Nothing in Burnett's rock and American roots music resumé suggests him as a logical choice to produce a Krall record, but a personal connection does. Burnett has had an on-off working association with Krall's husband, Elvis Costello, since 1985 when they recorded the single The People's Limousine as The Coward Brothers.

Costello is not credited on this album, but contributions on ukulele, mandola, tenor guitar and background vocals are credited to Howard Coward. This is the first Krall album on which Costello's musical influence on his wife is apparent. He wrote lyrics for 2004's Girl in the Other Room.

Almost Blue, an older song of his which she also recorded for that album, is a shot at writing the kind of standard Krall has been playing since the start of her career.

This time, however, as well as engaging Burnett to produce, she has made extensive use of guitars, banjo and the French horn of Marc Ribot, whose edgy playing has featured on albums by Costello, Tom Waits, and other artists.

For the songs, Krall has gone back to some of the first music she was aware of, played by her grandparents on the piano. She recalls visiting her grandmother and playing those tunes herself from the period sheet music as a teenager.

She thinks of the songs as the soundtrack to her "own Carole Lombard movie", and describes the music in period visual terms. The images it evoked for her, she says, comprised rock'n'roll attitude from different eras, ranging from the Ziegfeld Follies and Josephine Baker to Deborah Harry, something she tried to capture in both the music and the cover art.

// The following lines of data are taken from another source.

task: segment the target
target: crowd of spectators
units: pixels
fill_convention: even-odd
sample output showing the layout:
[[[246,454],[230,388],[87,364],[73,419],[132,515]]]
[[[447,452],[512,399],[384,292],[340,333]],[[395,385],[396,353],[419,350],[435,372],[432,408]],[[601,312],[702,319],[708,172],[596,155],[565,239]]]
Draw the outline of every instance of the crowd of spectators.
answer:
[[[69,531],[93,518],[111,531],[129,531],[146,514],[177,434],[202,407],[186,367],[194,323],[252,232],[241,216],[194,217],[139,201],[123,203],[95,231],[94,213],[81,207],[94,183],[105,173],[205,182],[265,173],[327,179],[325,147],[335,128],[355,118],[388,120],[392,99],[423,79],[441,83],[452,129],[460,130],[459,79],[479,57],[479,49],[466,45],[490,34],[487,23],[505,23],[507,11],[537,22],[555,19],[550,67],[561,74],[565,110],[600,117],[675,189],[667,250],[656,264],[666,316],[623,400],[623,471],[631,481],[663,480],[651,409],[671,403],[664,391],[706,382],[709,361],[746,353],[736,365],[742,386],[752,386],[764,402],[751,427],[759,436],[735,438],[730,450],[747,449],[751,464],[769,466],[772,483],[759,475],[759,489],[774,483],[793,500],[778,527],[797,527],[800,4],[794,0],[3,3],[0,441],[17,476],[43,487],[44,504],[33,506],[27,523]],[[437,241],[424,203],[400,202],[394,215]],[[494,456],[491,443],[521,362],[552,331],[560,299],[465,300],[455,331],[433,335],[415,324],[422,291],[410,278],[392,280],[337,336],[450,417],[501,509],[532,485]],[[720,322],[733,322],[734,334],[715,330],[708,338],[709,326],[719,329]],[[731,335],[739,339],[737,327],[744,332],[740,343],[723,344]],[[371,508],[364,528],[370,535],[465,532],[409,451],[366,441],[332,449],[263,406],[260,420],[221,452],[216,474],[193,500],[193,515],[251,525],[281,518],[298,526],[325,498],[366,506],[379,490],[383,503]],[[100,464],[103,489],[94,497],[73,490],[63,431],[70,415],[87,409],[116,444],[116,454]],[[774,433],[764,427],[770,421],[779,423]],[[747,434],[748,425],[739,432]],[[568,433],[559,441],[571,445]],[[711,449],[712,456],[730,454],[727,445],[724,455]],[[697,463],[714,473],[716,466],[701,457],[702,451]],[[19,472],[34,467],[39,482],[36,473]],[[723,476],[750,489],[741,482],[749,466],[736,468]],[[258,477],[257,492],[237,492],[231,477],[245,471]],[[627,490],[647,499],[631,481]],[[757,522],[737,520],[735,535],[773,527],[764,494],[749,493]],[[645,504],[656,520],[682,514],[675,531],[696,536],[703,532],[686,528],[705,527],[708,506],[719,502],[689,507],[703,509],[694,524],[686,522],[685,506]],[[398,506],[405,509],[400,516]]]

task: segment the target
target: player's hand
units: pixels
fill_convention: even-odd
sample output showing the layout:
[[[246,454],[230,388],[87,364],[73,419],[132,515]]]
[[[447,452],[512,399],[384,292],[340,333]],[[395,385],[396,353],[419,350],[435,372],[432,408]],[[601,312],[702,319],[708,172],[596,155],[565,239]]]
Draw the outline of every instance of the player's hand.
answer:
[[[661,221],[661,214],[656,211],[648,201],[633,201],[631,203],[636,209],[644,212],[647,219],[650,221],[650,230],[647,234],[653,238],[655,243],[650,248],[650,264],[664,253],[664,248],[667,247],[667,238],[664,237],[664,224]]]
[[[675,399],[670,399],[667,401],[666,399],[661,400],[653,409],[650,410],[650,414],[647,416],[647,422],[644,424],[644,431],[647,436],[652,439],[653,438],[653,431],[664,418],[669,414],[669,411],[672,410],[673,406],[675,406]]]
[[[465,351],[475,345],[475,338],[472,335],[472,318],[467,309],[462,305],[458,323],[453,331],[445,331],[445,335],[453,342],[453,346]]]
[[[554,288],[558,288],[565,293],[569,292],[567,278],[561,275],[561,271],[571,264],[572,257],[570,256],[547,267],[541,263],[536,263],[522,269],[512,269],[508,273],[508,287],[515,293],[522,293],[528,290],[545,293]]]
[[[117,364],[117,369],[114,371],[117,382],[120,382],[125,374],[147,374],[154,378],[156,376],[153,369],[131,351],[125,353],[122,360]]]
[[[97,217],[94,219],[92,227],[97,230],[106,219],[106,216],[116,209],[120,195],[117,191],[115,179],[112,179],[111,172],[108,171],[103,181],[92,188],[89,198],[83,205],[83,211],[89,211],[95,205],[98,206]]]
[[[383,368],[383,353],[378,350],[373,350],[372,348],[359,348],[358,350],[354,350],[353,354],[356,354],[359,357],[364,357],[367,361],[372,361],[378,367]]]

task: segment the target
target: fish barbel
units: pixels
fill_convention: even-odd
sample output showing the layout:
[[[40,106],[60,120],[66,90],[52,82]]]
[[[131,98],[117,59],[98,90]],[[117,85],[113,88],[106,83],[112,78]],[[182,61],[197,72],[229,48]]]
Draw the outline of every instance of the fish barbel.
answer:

Krall identifies a wildness in the music of the 1920s and '30s as the "rock'n'roll of that era", a view Burnett endorses, pointing out that she plays "great rock piano".

He adds the records he had in mind in helping to sculpt the music included Miles Davis' 1970s soundtrack to a movie set in the period just before the jazz age, Jack Johnson. "We all just went in there as if the songs were written yesterday. I didn't want to make a period piece or nostalgia record," says Krall.

The sonic palette includes both period instrumentation - she forsakes her grand piano for an 1890s Steinway upright - and the modern growl of Ribot's distorted electric guitar. The album also introduces a new rhythm section in drummer Jay Bellerose and bassist Dennis Crouch.

Standout performances include an exuberant version of Fred Fisher's There Ain't No Sweet Man That's Worth the Salt of My Tears, Milton Ager, Jack Yellen and Dan Dougherty's title track performed by Ribot and Krall as a guitar/vocal duet, and two songs of a later vintage - Ray Charles' 1956 hit Lonely Avenue, written by Doc Pomus, and one from this century, Julie and Buddy Miller's Wide River to Cross.

In an era when the album is challenged by MP3 downloads of individual tracks, it is a distinct advantage to have a producer who knows how to pace one, and the performances here range from the raucous and raunchy to the quiet and tender.

The album proper runs for 13 songs plus four bonus tracks, which, for fans of Krall who aren't quite sure about the retro-with-a-modern-slant arrangements, should provide comfortingly familiar territory.

She accompanies herself at the piano for alternate takes of Glad Rag Doll and There Ain't No Sweet Man, and two songs not included in the main body of the record, As Long as I Love and Garden in the Rain.

Krall calls Glad Rag Doll "a song and dance record"; it's pretty good.

Take Three Three albums featuring Diana Krall reinterpreting vintage songs.

(Impulse!, 1996): Krall pays tribute to one of her greatest inspirations, Nat King Cole and his trio, performing Cole originals and standards.

  • All for You

(Verve, 1999): this album was nominated for three Grammys at the 42nd Awards, and won two. Irving Berlin, Cole Porter, Harold Arlen, George Gershwin and Jerome Kern are among the composers who get the Krall treatment.

  • When I Look in Your Eyes
  • Kisses on the Bottom
  • (Hear Music, 2012): recorded last year in Los Angeles, Paul McCartney's album features Krall playing piano and providing the rhythm arrangement on all but one track. It comprises songs from the 1920s through to the 1940s. The McCartney sessions clearly went well, and perhaps provided some impetus for Glad Rag Doll.